Final answer:
The probability of the topmost card being a diamond is 1/4, while the chance that the bottom card is a number is 9/13. The likelihood of the top two cards sharing the same color is 12/51. The union probabilities depend on whether events overlap and their individual probabilities, and in this case, A₁ and A₂ are not independent.
Step-by-step explanation:
The student asked to determine the probabilities of events A₁, A₂, A₃, and certain unions of these events within the context of a standard deck of 52 playing cards. The standard deck has four suits: clubs, diamonds, hearts, and spades, with each suit having 13 cards ranked from 2 to 10 plus Jack (J), Queen (Q), King (K), and Ace (A). Let's calculate these probabilities step by step.
Event A₁
The probability that the uppermost card on the deck is a diamond (Pr(A₁)) is 13/52 because there are 13 diamonds out of the total 52 cards. Therefore, Pr(A₁) = 1/4.
Event A₂
The probability that the lowermost card on the bottom of the deck is a number card (Pr(A₂)) is 36/52. This is because there are 9 number cards in each suit (2 through 10), totalling 36 number cards in the deck, so Pr(A₂) = 9/13.
Event A₃
The probability that the uppermost two cards on the deck have the same color (Pr(A₃)) requires considering that the first card can be any color. Once a card is drawn, there will be 12 cards of the same color remaining out of the 51 cards left.
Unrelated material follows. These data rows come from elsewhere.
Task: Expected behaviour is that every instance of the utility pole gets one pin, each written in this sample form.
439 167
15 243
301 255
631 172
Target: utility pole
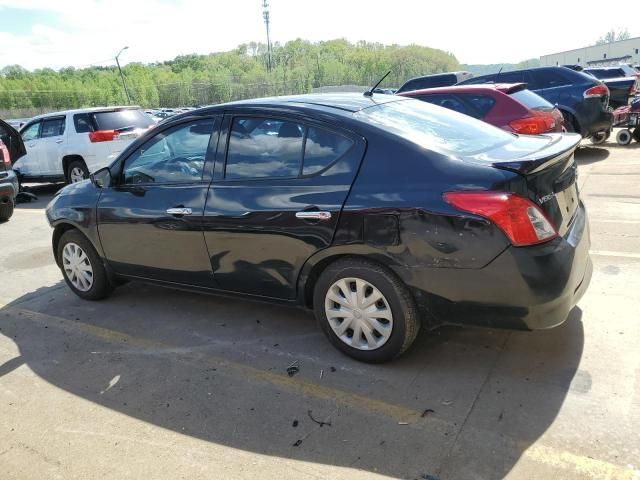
124 85
265 15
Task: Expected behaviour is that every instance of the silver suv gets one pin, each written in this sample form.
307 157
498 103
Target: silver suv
68 146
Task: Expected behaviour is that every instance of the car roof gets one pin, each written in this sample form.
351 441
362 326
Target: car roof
483 87
85 110
346 102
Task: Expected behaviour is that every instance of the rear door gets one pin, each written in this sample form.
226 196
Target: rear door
276 199
150 221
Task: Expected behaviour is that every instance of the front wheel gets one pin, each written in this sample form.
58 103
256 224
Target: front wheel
365 310
81 267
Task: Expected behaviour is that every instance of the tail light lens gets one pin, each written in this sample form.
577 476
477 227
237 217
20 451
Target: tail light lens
597 91
103 136
533 125
5 158
519 218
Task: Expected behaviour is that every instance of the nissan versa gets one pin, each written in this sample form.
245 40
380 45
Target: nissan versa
382 214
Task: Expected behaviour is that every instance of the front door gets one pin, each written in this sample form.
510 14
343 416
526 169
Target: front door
277 202
150 222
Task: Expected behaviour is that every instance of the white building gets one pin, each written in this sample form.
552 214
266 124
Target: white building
624 51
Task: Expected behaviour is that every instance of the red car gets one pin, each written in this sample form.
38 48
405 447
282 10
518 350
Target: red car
509 106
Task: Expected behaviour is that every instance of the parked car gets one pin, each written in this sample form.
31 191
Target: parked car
11 147
622 85
433 81
401 214
582 99
68 146
508 106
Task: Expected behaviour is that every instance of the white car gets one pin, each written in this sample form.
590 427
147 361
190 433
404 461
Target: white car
68 146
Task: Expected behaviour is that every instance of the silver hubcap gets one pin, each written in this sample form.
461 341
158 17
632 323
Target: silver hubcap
76 174
77 267
358 314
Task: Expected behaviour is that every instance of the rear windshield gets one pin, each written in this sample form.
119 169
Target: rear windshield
122 119
531 100
435 128
613 73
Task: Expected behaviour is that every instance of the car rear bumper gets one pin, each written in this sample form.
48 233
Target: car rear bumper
523 288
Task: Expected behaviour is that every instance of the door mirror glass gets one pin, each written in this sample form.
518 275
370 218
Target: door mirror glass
101 178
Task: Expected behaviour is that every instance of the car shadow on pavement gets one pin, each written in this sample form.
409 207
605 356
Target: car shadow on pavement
462 403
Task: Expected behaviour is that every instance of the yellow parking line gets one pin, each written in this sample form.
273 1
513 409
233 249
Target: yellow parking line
588 468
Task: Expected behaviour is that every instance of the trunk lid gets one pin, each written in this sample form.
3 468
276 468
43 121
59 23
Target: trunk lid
549 172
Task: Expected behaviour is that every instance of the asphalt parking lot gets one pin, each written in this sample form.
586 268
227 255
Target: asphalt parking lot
157 383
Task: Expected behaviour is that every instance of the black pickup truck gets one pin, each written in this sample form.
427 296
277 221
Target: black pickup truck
622 86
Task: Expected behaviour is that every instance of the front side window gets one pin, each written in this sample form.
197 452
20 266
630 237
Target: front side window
176 155
264 147
31 132
53 127
322 148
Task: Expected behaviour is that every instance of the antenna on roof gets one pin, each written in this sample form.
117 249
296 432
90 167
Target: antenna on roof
369 93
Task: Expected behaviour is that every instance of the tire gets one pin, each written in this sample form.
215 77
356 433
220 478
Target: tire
6 208
98 287
623 137
397 304
77 171
599 138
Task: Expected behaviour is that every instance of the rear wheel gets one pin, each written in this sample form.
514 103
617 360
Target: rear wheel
623 137
82 268
6 208
77 171
365 311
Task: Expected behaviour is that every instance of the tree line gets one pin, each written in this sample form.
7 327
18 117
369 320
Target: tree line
298 66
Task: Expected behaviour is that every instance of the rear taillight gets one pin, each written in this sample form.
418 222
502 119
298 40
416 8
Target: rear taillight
533 125
519 218
597 91
103 136
5 158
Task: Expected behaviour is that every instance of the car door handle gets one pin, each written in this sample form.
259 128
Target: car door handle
313 215
179 211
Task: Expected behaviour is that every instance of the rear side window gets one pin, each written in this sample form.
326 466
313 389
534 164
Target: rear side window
530 100
322 148
82 123
30 132
435 128
481 103
122 119
263 147
52 127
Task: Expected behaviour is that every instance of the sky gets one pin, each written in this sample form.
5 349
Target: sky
61 33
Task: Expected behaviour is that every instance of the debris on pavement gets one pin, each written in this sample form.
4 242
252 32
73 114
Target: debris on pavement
319 422
293 368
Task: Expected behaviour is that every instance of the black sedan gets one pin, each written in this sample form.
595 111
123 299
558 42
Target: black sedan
382 214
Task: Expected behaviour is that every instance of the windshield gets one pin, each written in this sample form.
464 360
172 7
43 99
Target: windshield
118 119
435 128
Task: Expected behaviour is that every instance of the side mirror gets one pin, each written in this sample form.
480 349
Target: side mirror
101 178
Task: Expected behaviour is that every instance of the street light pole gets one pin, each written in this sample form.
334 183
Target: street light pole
124 85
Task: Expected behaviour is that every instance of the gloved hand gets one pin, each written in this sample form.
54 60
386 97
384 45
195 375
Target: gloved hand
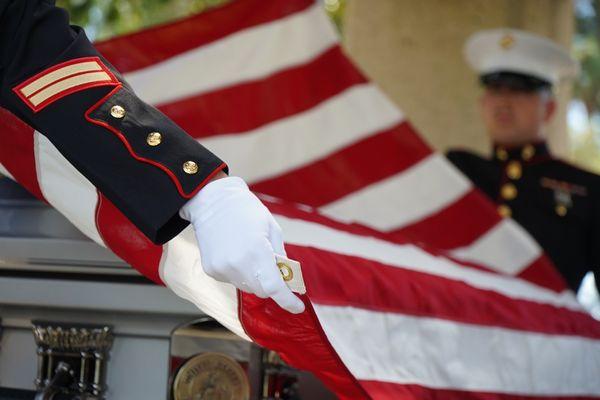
238 238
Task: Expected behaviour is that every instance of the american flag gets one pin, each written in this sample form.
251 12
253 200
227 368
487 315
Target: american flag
416 288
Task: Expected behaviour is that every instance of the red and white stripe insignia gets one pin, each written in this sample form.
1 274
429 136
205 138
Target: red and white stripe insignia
63 79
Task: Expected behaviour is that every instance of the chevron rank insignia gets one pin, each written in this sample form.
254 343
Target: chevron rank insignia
63 79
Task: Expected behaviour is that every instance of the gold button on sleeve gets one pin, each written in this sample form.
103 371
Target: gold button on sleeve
561 210
514 170
154 138
528 152
286 272
501 154
117 111
508 191
190 167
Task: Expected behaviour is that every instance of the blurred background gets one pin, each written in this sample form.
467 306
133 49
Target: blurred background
413 50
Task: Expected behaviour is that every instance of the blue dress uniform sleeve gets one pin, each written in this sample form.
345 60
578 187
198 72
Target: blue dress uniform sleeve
54 79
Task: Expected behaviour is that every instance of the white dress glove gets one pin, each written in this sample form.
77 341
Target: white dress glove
238 238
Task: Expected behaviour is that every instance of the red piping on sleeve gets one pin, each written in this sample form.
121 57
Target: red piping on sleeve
122 137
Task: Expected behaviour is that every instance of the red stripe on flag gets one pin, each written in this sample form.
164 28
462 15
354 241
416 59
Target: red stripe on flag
126 240
395 391
371 160
247 106
17 152
405 291
457 225
150 46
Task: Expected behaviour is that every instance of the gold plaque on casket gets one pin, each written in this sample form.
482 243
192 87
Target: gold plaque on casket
211 376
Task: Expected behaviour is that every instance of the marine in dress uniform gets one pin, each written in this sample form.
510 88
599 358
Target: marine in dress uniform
558 203
52 78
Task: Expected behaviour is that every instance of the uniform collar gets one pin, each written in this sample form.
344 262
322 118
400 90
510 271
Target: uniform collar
524 153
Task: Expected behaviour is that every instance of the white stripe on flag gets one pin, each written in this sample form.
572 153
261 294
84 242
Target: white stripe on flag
273 149
309 234
446 354
4 171
66 188
246 55
404 198
490 248
181 271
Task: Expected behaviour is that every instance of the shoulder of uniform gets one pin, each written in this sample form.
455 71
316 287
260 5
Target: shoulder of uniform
578 170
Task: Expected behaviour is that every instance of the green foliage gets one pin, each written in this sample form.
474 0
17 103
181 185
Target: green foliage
585 146
106 18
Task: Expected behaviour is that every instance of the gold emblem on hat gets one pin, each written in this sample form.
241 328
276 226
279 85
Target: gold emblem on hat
211 376
507 41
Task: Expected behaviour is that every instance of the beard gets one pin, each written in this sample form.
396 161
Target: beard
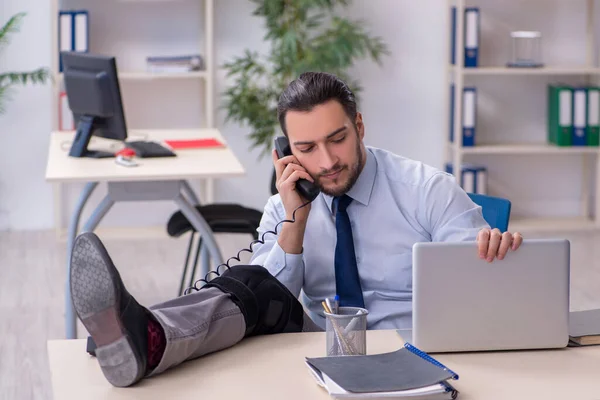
354 174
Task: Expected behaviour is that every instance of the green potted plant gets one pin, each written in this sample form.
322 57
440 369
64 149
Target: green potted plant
307 35
10 79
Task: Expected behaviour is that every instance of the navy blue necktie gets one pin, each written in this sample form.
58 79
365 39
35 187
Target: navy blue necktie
347 280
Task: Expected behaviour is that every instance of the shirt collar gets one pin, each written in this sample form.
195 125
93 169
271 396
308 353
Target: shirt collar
361 191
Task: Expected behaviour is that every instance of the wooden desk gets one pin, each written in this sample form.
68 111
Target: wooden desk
189 163
272 367
155 179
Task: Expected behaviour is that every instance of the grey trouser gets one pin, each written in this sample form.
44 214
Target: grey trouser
200 323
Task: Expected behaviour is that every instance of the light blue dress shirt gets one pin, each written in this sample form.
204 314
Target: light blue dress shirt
396 203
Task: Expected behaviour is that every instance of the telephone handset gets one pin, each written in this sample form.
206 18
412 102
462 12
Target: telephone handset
306 188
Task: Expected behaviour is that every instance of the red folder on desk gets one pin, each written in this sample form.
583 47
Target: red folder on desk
194 144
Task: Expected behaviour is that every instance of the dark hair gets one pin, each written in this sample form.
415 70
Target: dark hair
311 89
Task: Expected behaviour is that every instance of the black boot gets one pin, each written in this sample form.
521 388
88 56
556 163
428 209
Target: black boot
114 319
268 306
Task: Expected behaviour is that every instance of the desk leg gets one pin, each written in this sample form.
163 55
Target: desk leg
70 319
188 190
98 214
208 239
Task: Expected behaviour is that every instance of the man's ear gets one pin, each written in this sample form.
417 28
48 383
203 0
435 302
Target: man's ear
360 127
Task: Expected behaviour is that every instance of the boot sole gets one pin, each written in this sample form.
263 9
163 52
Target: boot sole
96 298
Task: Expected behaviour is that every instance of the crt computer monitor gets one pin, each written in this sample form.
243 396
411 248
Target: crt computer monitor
94 95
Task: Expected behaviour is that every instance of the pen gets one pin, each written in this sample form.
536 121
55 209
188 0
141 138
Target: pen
331 306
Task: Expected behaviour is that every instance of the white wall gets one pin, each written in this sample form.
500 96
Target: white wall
403 102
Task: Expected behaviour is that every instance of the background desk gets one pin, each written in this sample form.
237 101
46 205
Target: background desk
272 367
155 179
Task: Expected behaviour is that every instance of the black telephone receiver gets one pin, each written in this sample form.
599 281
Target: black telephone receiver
306 188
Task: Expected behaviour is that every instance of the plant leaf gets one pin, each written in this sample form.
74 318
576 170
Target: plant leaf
11 26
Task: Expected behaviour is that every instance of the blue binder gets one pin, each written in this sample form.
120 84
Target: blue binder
469 120
451 113
78 36
472 33
579 132
453 35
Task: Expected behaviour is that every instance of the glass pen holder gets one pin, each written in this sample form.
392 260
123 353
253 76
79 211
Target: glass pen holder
346 332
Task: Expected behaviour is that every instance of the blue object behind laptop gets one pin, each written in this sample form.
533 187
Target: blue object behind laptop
496 210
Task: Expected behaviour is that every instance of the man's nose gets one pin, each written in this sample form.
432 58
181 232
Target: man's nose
327 159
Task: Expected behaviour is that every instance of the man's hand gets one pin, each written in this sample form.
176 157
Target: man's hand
492 243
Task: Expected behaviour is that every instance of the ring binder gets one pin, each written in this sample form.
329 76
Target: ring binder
427 357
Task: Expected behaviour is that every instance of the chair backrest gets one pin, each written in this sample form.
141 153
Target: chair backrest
496 210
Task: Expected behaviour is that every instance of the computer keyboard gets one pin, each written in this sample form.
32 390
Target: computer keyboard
147 149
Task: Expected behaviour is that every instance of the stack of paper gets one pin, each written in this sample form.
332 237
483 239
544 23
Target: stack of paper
407 373
584 328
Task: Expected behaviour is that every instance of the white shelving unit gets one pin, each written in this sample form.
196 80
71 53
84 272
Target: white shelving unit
207 76
457 154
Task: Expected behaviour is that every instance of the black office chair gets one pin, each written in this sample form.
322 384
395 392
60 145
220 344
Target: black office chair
221 218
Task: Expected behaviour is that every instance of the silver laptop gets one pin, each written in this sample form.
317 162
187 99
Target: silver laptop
463 303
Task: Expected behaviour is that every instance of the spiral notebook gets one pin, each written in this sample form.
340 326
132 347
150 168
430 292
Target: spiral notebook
405 373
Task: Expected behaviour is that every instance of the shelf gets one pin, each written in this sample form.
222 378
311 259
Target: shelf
527 149
147 76
528 71
552 224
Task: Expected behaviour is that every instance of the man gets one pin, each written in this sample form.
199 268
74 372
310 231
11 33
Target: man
360 248
390 201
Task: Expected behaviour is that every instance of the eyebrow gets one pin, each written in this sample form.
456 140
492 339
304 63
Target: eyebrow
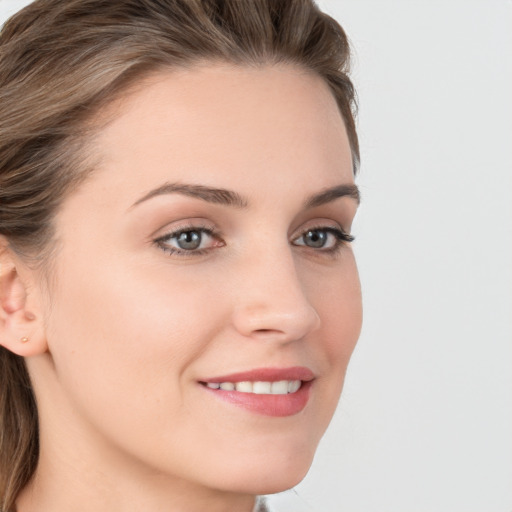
227 197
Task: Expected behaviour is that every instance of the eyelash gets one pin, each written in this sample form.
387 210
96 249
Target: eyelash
342 239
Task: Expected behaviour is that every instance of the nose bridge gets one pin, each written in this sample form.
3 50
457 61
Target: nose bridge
272 302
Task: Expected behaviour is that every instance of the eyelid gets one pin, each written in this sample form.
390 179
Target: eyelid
174 232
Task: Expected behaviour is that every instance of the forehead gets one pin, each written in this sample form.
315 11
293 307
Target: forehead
222 124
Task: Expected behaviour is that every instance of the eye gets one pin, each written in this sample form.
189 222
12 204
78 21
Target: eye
327 239
192 240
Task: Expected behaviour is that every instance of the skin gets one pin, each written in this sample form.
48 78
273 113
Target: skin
123 332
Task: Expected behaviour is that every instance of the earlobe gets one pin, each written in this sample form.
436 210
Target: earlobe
21 328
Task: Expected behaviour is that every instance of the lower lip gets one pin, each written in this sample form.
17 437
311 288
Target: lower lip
267 405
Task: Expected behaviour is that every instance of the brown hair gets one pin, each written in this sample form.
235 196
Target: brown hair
60 63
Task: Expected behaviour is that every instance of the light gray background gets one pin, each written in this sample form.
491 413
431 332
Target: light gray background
425 421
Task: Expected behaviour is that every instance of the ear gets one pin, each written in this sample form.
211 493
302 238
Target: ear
21 319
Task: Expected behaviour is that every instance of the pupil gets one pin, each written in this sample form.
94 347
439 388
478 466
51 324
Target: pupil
189 240
315 238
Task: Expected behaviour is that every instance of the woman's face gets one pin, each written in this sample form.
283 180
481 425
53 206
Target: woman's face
208 248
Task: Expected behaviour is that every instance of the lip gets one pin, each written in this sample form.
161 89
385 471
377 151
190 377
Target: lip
266 405
267 375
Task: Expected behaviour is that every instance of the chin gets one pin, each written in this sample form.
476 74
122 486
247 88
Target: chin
271 475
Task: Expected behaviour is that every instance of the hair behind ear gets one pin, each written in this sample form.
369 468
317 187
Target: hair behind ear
19 439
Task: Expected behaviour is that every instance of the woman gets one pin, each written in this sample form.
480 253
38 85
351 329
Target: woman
179 299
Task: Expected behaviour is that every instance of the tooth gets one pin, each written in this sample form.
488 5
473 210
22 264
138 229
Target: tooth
293 386
244 387
279 388
261 388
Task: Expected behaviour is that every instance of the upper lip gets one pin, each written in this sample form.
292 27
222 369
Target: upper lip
266 375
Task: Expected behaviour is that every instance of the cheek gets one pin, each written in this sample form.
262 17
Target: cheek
337 300
126 331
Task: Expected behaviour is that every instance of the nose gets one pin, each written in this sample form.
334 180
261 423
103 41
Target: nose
271 302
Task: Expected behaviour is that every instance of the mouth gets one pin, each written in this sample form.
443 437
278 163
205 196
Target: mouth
266 391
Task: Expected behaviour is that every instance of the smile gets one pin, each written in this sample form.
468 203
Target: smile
276 392
281 387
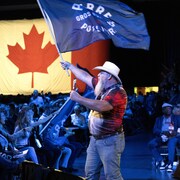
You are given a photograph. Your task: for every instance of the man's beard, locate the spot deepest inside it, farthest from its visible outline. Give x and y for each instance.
(99, 87)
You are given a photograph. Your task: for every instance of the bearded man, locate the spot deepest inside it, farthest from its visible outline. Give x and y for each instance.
(107, 140)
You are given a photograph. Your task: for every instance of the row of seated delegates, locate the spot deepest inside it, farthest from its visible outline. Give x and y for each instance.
(79, 119)
(19, 140)
(55, 141)
(25, 120)
(8, 162)
(11, 156)
(165, 131)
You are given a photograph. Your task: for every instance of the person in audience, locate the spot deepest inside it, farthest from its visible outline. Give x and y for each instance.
(165, 131)
(37, 99)
(54, 141)
(79, 120)
(23, 125)
(176, 109)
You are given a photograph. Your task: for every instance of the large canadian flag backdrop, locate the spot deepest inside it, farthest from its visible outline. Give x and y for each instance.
(29, 59)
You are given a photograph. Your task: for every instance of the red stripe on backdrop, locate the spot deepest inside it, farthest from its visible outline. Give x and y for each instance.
(89, 57)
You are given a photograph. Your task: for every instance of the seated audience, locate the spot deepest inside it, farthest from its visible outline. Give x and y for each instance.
(165, 131)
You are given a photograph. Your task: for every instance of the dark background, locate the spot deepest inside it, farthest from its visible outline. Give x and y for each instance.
(138, 67)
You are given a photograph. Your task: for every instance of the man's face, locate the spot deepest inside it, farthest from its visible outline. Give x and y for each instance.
(102, 81)
(167, 110)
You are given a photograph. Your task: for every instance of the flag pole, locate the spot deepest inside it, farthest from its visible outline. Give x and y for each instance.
(51, 29)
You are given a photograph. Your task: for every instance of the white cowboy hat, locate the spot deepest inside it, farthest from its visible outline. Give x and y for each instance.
(166, 105)
(110, 68)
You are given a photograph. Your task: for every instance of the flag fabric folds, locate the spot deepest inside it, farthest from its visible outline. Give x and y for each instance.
(75, 24)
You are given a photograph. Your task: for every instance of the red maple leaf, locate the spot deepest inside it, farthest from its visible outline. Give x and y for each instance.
(33, 58)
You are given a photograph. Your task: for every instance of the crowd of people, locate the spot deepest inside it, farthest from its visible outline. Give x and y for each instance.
(20, 125)
(22, 117)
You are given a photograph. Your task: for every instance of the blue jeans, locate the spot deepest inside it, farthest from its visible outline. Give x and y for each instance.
(105, 153)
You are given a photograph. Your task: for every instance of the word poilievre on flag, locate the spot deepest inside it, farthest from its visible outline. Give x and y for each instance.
(76, 24)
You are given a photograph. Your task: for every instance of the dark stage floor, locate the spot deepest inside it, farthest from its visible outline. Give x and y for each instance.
(136, 161)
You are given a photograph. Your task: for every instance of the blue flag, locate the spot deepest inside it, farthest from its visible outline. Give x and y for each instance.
(75, 24)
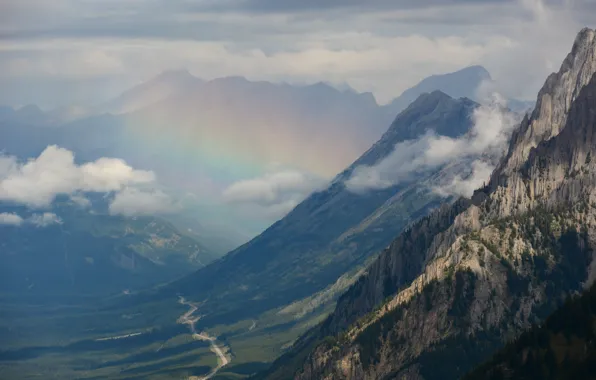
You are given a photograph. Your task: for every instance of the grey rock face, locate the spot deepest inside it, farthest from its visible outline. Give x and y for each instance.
(447, 293)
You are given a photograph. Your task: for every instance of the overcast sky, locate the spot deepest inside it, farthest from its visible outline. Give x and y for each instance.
(62, 51)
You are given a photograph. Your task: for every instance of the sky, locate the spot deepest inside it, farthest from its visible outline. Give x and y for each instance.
(85, 52)
(91, 50)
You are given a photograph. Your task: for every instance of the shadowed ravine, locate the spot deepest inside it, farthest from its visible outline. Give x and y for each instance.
(190, 320)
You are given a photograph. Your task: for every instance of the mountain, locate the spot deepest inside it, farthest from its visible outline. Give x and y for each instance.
(463, 83)
(310, 242)
(458, 284)
(563, 347)
(72, 251)
(261, 296)
(153, 91)
(290, 125)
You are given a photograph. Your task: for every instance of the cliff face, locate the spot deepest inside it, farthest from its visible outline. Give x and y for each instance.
(451, 289)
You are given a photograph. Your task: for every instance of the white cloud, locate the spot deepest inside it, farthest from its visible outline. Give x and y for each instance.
(492, 125)
(464, 185)
(80, 200)
(44, 220)
(379, 50)
(273, 194)
(37, 182)
(135, 202)
(10, 219)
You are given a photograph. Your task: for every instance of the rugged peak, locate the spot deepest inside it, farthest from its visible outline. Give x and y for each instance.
(553, 103)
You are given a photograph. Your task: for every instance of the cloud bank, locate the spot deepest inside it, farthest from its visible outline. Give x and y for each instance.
(379, 46)
(10, 219)
(492, 125)
(273, 194)
(37, 182)
(135, 202)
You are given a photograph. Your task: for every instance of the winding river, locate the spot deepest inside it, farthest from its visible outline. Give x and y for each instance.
(189, 319)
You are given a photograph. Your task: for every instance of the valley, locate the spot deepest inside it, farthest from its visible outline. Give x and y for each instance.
(268, 191)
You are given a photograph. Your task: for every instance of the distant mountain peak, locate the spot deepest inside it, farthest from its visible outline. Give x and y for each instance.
(463, 83)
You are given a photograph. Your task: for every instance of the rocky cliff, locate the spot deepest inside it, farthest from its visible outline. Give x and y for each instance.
(457, 284)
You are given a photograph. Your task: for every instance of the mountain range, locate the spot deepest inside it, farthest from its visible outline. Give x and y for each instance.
(285, 280)
(457, 285)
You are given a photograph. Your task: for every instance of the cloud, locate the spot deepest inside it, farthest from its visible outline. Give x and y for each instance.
(464, 185)
(273, 194)
(80, 200)
(362, 43)
(44, 220)
(488, 137)
(136, 202)
(37, 182)
(10, 219)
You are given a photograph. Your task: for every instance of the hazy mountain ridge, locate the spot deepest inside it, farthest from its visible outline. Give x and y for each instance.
(307, 235)
(76, 249)
(510, 258)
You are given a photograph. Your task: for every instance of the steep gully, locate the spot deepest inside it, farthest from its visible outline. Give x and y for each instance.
(190, 320)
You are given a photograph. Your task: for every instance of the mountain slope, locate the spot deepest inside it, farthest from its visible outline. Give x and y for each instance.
(72, 251)
(463, 83)
(563, 347)
(453, 293)
(303, 253)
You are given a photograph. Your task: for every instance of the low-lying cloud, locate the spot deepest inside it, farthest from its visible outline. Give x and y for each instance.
(10, 219)
(37, 182)
(137, 202)
(38, 220)
(492, 125)
(44, 220)
(273, 194)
Thus, Pr(A₃) = 12/51.
Union of Events
For two events, A and B, the probability of their union (Pr(A ⋃ B)) is given by Pr(A) + Pr(B) - Pr(A ∩ B). However, determining whether the events are independent requires checking if Pr(A ∩ B) = Pr(A) × Pr(B). If the equation holds, the events are independent.
Without further steps, we can say that none of these events completely satisfies the criterion for independence. For example, A₁ and A₂ share no common outcome as cards cannot be both at the top and bottom simultaneously, which means they are not independent.